Rose yang belum ngeh akan keadaan itu lantas mengernyitkan dahinya bersama kedua mata yang agak melotot saat mengetahui Jahesa sudah mengambil tubuhnya dan menggendong gadis itu ala bridal style.
Sungguh membuat malu.
Sesampainya di depan mobil Jahesa, ia menurunkan gadis itu dan membukakan baginya pintu. Rose pun masuk, Jahesa lalu memutar dan masuk serta duduk di kursi pengemudi.

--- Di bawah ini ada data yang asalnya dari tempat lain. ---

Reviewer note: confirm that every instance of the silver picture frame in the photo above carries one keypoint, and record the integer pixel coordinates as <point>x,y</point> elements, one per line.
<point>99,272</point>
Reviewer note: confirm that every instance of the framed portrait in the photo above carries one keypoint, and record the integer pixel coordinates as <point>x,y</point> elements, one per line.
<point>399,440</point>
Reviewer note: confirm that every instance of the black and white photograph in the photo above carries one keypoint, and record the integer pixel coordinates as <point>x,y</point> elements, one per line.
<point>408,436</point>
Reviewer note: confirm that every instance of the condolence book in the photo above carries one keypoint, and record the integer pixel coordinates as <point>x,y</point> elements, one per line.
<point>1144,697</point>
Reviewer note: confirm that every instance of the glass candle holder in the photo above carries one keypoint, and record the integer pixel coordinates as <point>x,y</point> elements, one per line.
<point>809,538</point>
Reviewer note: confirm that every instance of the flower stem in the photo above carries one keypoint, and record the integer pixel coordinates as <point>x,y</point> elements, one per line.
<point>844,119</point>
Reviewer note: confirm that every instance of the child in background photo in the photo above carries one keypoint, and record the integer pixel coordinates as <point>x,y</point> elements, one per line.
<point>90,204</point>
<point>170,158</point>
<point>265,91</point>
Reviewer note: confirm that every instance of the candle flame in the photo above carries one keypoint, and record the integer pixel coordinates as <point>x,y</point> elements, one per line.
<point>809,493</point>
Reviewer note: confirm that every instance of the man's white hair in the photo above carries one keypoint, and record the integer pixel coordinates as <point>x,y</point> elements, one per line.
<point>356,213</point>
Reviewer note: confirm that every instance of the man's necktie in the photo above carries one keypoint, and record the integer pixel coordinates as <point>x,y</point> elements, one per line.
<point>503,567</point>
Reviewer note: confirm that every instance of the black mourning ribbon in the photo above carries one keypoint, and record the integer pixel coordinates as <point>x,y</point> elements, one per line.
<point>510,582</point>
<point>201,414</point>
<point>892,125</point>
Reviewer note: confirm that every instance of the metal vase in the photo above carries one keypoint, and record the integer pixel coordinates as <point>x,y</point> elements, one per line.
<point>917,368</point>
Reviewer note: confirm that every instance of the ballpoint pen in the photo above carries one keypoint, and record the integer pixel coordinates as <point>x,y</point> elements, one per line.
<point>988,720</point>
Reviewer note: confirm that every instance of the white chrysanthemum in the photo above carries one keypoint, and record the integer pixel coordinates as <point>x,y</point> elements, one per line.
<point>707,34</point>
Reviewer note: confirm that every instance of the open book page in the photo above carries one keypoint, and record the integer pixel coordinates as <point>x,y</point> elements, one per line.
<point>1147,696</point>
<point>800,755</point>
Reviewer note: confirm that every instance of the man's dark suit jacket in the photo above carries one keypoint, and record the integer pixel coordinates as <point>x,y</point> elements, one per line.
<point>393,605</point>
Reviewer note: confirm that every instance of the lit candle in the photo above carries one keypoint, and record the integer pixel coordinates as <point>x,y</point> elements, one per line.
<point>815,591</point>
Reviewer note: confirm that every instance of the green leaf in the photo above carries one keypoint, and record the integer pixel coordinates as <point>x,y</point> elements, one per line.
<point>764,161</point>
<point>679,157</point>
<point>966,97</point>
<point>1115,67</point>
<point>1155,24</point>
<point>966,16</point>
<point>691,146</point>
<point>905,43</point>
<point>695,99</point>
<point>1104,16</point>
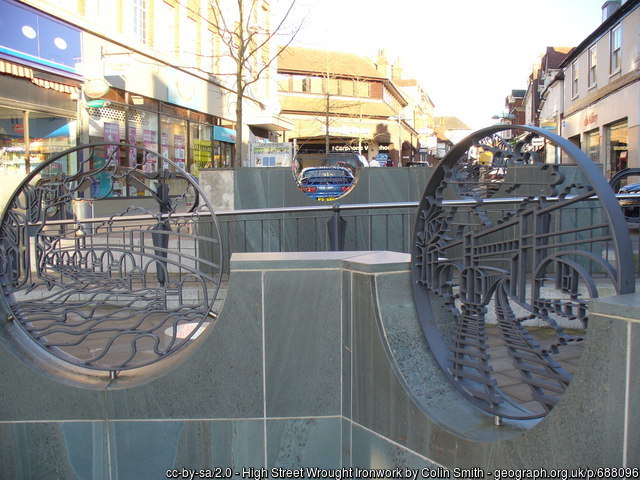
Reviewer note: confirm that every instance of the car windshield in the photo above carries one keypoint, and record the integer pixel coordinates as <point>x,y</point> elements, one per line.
<point>328,174</point>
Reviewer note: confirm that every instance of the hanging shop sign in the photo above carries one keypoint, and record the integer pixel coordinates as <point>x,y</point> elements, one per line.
<point>96,88</point>
<point>223,134</point>
<point>38,39</point>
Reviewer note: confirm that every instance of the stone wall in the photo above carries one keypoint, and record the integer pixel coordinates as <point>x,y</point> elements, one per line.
<point>317,360</point>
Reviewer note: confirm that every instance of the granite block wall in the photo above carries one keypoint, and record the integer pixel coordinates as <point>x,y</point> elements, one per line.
<point>317,360</point>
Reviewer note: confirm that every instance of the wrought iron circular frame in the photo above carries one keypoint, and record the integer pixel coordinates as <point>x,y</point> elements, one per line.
<point>453,288</point>
<point>78,295</point>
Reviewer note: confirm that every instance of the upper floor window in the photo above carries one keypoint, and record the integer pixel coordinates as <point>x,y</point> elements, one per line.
<point>139,20</point>
<point>593,62</point>
<point>616,46</point>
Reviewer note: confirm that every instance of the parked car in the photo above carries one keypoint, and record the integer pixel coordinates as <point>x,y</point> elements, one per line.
<point>350,160</point>
<point>380,159</point>
<point>326,183</point>
<point>619,184</point>
<point>631,206</point>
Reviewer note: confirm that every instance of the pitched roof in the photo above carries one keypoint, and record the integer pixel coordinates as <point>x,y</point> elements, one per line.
<point>309,60</point>
<point>452,123</point>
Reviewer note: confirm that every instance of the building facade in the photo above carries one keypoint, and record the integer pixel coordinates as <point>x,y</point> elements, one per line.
<point>341,102</point>
<point>601,90</point>
<point>147,72</point>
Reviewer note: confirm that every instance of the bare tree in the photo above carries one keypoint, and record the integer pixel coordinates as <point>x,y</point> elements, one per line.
<point>248,44</point>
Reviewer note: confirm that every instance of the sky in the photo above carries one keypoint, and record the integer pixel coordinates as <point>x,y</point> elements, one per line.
<point>467,54</point>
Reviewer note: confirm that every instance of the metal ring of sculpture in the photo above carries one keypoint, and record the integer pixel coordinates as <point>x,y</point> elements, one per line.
<point>507,252</point>
<point>114,293</point>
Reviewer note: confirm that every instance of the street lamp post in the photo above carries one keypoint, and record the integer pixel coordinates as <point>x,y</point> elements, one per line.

"Let me take you for a ride, babe."
"Sure, babe."
20 menit sebelumnya.....
Jahesa merutuki keputusannya untuk mendatangi rumah Rose di subuh begini.
"Alay banget dah gue."
Masih dengan guratan kekesalan pada keputusan dan juga pada gadisnya ini, Jahesa memutukan untuk menelpon sang kakak yang sepertinya masih di ruang tunggu bandara.
Jaringan tersembung dan Jahesa bersyukur akan itu, "Angkat dong kak, angkat."
"Hello?"
"Kak Italllll!"
"What is wrong with you, little boy? Kakak mau naik pesawat aaaaaaa!"
Jahesa yang ingin mendengar suara lembut dan sebuah wejangan malah disambut dengan nada kesal kak Ital.
Lelaki itu langsung saja menjauhkan ponselnya dari telinga dan memutuskan untuk menyalakan mode loudspeaker.
"Kak Ital dimana?"
"Ya di bandaralah, masa di pasar!"
"Kak aku mau tanya." Jahesa berucap dengan ragu.
Sebuah nada mengeles datang dari arah sana. "Kenapa lagi?"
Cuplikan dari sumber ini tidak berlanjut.